Craig Allen says: ‘Meet the Romantics’
This Detroit-based new wave band formed on February 14, 1977...Valentine's Day...hence the name Romantics.
The Romantics' original lineup consisted of lead vocalist, rhythm guitarist, and harmonica player Wally Palmar, lead guitarist and backing vocalist Mike Skill, bassist, and backing vocalist Rich Cole, and drummer and lead vocalist Jimmy Marinos.
All four members wrote the Romantics' music, but Palmar and Skill were considered the band's primary writers.
After playing local and regional shows in Detroit and throughout the Midwest for a few years, the Romantics recorded the band's self-titled debut album for Nemperor Records in 1980. The band's (literal) record debut was the 1978 single on Spider Records, "Little White Lies" / "I Can't Tell You Anything", followed by the single "Tell It to Carrie" / "First in Line" (on Bomp Records). All of these were re-recorded for the first album.
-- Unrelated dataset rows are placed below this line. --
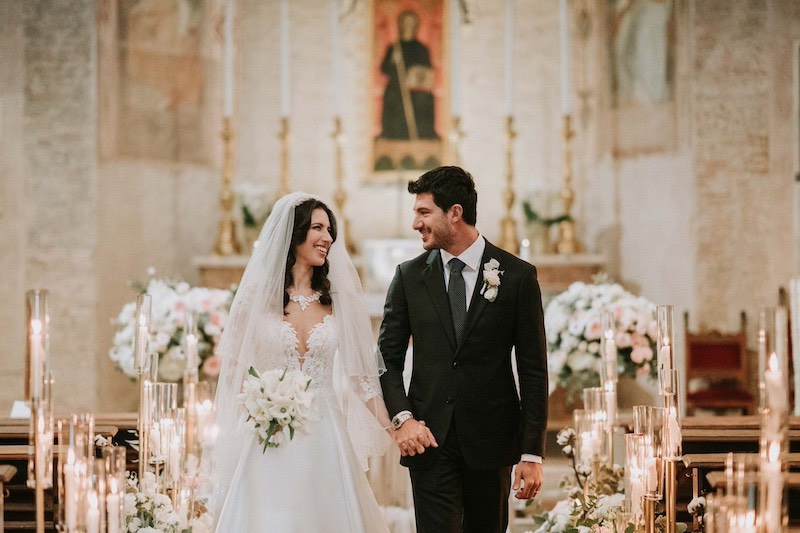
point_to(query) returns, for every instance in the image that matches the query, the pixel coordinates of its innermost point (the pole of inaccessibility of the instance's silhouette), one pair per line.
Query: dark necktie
(457, 293)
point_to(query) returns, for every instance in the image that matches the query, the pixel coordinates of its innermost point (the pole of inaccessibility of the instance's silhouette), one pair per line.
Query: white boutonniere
(491, 279)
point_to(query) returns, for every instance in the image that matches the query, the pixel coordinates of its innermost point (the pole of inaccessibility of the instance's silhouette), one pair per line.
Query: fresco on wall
(160, 75)
(642, 51)
(409, 86)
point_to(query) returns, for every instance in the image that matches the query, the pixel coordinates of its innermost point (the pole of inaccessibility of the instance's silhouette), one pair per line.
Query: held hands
(413, 437)
(528, 479)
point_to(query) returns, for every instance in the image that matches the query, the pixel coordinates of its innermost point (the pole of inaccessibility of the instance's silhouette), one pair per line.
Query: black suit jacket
(472, 382)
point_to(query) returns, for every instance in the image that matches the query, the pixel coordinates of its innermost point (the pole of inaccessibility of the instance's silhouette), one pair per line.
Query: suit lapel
(478, 302)
(433, 277)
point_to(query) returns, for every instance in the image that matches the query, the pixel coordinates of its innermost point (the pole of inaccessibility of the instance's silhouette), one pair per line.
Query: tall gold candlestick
(227, 243)
(456, 134)
(670, 496)
(285, 138)
(649, 515)
(38, 394)
(567, 240)
(508, 239)
(340, 196)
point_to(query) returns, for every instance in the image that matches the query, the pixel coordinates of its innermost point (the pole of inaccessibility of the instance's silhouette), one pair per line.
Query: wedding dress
(314, 482)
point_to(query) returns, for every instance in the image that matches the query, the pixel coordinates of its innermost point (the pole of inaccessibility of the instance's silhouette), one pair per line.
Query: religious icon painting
(409, 97)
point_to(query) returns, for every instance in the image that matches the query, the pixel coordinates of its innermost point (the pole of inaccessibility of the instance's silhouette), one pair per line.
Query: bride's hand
(413, 437)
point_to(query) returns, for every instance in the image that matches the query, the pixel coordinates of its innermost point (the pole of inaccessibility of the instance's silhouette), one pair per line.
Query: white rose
(490, 294)
(492, 277)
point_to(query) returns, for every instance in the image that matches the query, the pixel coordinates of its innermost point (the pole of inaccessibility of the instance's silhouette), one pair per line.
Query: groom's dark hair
(449, 186)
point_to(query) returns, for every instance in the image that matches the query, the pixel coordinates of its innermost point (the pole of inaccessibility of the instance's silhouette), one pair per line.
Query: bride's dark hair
(302, 223)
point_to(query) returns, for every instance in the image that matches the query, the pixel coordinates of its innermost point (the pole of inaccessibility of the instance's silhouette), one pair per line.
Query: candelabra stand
(227, 243)
(567, 240)
(340, 196)
(285, 138)
(668, 384)
(456, 134)
(39, 396)
(142, 359)
(774, 385)
(508, 239)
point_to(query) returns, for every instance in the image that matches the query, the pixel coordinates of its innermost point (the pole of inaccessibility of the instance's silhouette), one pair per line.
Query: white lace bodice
(320, 350)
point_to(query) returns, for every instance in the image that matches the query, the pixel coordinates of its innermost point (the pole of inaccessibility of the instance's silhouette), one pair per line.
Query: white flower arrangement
(491, 279)
(149, 511)
(277, 402)
(573, 325)
(593, 503)
(170, 302)
(255, 201)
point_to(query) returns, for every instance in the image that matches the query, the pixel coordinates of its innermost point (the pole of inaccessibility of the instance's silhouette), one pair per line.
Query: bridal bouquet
(573, 325)
(277, 402)
(171, 301)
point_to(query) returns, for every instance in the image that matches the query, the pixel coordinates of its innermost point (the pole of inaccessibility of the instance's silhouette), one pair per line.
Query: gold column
(567, 240)
(227, 243)
(671, 496)
(508, 228)
(340, 196)
(649, 515)
(285, 137)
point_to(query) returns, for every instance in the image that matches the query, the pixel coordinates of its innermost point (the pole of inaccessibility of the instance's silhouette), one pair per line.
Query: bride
(299, 307)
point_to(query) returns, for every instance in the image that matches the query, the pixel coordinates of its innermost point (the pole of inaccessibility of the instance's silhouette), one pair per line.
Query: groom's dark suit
(469, 387)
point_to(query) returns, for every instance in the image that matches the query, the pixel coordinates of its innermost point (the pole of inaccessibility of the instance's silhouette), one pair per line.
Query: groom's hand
(413, 437)
(528, 478)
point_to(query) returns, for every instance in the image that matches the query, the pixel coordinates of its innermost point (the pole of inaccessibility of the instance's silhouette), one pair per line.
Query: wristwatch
(400, 418)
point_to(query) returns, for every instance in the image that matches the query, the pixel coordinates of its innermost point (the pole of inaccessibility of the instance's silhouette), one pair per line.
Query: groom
(466, 305)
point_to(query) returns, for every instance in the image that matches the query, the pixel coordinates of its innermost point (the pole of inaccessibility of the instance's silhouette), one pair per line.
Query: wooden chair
(722, 361)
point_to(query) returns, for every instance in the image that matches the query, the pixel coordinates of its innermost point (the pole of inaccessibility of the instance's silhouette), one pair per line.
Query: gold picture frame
(410, 88)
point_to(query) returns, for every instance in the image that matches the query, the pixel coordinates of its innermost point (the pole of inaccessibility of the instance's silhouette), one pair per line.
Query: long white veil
(257, 308)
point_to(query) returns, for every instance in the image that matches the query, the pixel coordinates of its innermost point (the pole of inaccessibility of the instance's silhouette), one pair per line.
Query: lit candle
(586, 447)
(155, 440)
(69, 490)
(665, 356)
(775, 388)
(142, 333)
(227, 77)
(455, 59)
(650, 474)
(37, 359)
(192, 362)
(771, 472)
(93, 514)
(285, 84)
(113, 506)
(566, 97)
(673, 434)
(509, 101)
(637, 493)
(336, 58)
(175, 457)
(525, 250)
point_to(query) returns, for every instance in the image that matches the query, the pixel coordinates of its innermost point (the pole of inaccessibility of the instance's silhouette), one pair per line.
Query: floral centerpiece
(149, 511)
(573, 328)
(593, 503)
(277, 402)
(170, 302)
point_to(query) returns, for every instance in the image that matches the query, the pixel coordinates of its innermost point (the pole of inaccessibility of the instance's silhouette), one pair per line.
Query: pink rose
(211, 366)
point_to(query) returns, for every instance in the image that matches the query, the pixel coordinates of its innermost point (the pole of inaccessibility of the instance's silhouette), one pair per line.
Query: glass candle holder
(669, 380)
(634, 477)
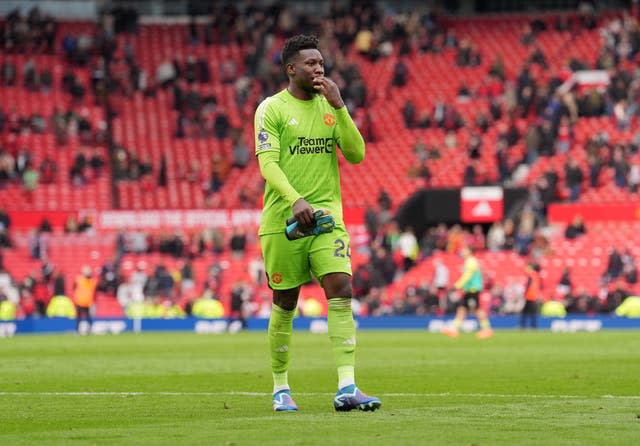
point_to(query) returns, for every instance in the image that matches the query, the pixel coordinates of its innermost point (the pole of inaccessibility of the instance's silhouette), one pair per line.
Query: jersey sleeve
(275, 177)
(267, 136)
(348, 136)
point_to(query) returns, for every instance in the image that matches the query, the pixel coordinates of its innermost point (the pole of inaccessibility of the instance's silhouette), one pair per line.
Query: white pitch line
(265, 394)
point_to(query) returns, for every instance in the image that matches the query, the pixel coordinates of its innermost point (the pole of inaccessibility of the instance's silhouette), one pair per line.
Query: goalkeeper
(298, 132)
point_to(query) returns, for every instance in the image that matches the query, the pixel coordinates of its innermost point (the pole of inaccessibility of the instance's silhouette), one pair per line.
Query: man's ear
(291, 69)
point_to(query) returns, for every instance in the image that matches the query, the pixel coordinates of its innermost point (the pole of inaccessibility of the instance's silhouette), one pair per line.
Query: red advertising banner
(564, 213)
(482, 204)
(158, 218)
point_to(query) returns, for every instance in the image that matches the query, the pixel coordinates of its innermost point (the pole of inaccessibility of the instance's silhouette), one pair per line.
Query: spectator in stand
(440, 282)
(634, 176)
(576, 228)
(400, 73)
(48, 170)
(241, 153)
(595, 167)
(238, 243)
(629, 268)
(565, 284)
(616, 294)
(620, 167)
(30, 179)
(573, 178)
(409, 114)
(84, 293)
(5, 225)
(408, 247)
(532, 296)
(496, 237)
The album brought us one of the Greatest Hits of the '70s, '80s, and More: "What I Like About You" (#49/1980).
Interestingly, the song went to #12 in Holland and #2 in Australia.
Now, the lineup changes would begin...Mike Skill left the band after the release of the second album, "National Breakout" in 1981. He was replaced by lead guitarist Coz Canler. This lineup of the band recorded the album "Strictly Personal" in 1982. Then, Rich Cole left and was replaced by a returning Skill, who then became the bassist for the Romantics.
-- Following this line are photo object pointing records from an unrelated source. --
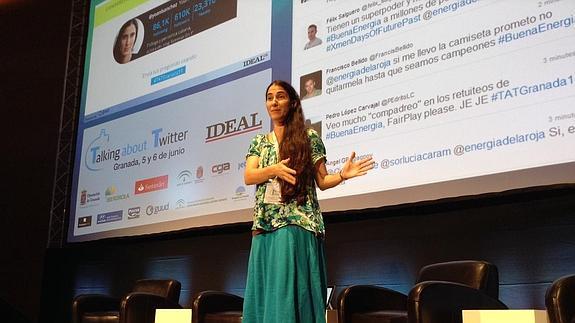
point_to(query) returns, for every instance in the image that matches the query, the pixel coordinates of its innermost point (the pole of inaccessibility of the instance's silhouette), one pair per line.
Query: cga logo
(184, 177)
(220, 168)
(155, 209)
(85, 221)
(233, 127)
(180, 204)
(134, 212)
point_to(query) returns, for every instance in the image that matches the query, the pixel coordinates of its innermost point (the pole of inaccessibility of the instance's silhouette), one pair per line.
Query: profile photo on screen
(312, 38)
(128, 41)
(310, 85)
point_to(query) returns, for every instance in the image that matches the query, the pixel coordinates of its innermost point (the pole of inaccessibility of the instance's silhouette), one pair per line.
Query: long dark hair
(117, 54)
(295, 144)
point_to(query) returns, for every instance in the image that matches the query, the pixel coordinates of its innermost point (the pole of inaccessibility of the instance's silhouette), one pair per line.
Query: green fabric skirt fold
(286, 278)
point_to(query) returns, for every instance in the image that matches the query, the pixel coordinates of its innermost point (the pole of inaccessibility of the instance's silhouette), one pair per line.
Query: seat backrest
(560, 300)
(168, 288)
(480, 275)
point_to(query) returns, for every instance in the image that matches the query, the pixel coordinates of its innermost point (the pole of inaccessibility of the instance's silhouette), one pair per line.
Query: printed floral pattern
(270, 217)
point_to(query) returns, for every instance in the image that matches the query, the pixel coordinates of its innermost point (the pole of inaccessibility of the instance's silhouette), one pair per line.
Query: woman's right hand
(282, 171)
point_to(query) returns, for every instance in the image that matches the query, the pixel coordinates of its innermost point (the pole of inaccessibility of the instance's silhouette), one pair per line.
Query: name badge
(273, 193)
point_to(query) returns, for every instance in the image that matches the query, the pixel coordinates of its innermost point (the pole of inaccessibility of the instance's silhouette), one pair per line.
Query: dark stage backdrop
(527, 235)
(33, 41)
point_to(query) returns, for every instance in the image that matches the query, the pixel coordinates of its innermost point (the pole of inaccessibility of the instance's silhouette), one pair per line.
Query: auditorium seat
(216, 306)
(442, 290)
(139, 306)
(560, 300)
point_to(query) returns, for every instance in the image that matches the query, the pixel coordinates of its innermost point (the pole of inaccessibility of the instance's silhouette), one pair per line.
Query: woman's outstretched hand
(284, 172)
(352, 169)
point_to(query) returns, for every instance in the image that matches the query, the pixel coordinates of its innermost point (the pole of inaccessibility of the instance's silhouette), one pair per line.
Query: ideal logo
(184, 177)
(233, 127)
(220, 168)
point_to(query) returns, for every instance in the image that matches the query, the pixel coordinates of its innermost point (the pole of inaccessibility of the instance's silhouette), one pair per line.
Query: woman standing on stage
(286, 272)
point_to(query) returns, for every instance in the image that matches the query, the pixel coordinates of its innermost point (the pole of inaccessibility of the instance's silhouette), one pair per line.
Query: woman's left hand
(352, 169)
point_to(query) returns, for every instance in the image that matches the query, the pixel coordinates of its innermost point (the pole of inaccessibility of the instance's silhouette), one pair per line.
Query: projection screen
(451, 98)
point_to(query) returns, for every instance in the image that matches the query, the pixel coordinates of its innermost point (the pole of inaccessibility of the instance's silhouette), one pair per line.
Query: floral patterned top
(269, 217)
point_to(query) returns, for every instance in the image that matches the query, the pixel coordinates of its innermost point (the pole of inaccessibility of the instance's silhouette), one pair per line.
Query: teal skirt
(286, 278)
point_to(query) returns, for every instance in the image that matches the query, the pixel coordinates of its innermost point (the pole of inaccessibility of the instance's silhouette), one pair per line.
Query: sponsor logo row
(158, 183)
(118, 215)
(154, 209)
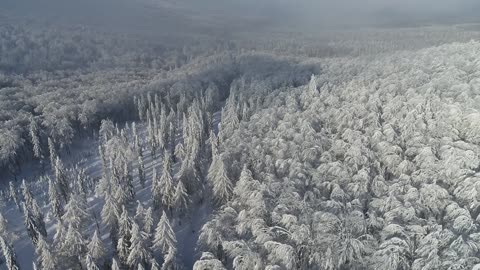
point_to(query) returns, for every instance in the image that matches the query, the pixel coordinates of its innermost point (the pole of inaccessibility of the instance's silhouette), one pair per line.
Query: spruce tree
(53, 153)
(76, 212)
(54, 198)
(138, 251)
(9, 255)
(115, 265)
(222, 186)
(180, 198)
(46, 259)
(35, 137)
(90, 263)
(61, 179)
(167, 190)
(148, 221)
(141, 171)
(164, 238)
(96, 248)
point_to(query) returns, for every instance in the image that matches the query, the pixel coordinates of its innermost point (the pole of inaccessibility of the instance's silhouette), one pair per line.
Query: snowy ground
(85, 153)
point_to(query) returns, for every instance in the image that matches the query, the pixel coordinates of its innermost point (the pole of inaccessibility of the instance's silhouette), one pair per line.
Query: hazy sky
(182, 13)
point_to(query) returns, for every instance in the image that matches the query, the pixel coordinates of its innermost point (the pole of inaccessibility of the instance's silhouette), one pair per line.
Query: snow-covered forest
(239, 149)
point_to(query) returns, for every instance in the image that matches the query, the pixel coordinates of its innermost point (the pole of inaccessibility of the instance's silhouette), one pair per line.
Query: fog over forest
(245, 135)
The Romantics had their greatest commercial success in 1983 and 1984, with the release of the album "In Heat."
"Talking In Your Sleep" went to #3 in late 1983.
It also spent two weeks at #1 on the Dance chart.
It was also a big international hit (#2 in Canada, #14 in Australia, #18 in Germany, #20 in Holland, #15 in South Africa, #5 in Sweden, and #20 in Switzerland).
"One In A Million" the second single, peaked at #37 in 1984.
Thanks to these songs, the Romantics' music videos were in hot rotation on MTV. The band also backed up the album "In Heat" with an international concert tour...and appearances on "American Bandstand," Solid Gold" and "Soul Train."
1984 also brought a new drummer, David Petratos (who would stay until 1990).
The album "Rhythm Romance" was released in 1985.
"Test Of Time" stalled out at #71 (1985).
Late in "The Big Decade," the Romantics discovered that their managers had been misappropriating the band's profits (from hit records and live performances).
And if that wasn't enough, "What I Like About You" had been licensed for use in television commercials without the band's knowledge or approval. Oops.
As a result, the Romantics filed a lawsuit against their management in 1987, and the legalities involved prevented the band from recording new music until the mid-1990s.
Due to the legal issues, for much of the 1990s, the Romantics played obscure performances in small venues. They found themselves largely forgotten, far from the public spotlight.
The Romantics' fortunes began to turn around a bit, with the resolution of the legal issues in the mid-1990s. This meant that the guys could record new music, and make money from licensing the use of their '80s hits.
Several Romantics' "Greatest Hits" CDs were released late in the 1990s...taking advantage of the first wave of 1980s nostalgia, and corresponding new interest in the band.
In 2003, twenty years after the release of their most commercially successful album, "In Heat," the Romantics released "61/49." The new album was a more "roots" of rock, and blues-oriented record, than the band's previous albums. While "61/49" was not a great commercial success, it won the Romantics the critical respect that they had not enjoyed during their pop, commercial heyday in the early 1980s.
In 2011, Rich Cole returned to the band lineup.
And while drummers have continued to come and go over the years, the Romantics remain active...
...and continue to play live (right up to COVID).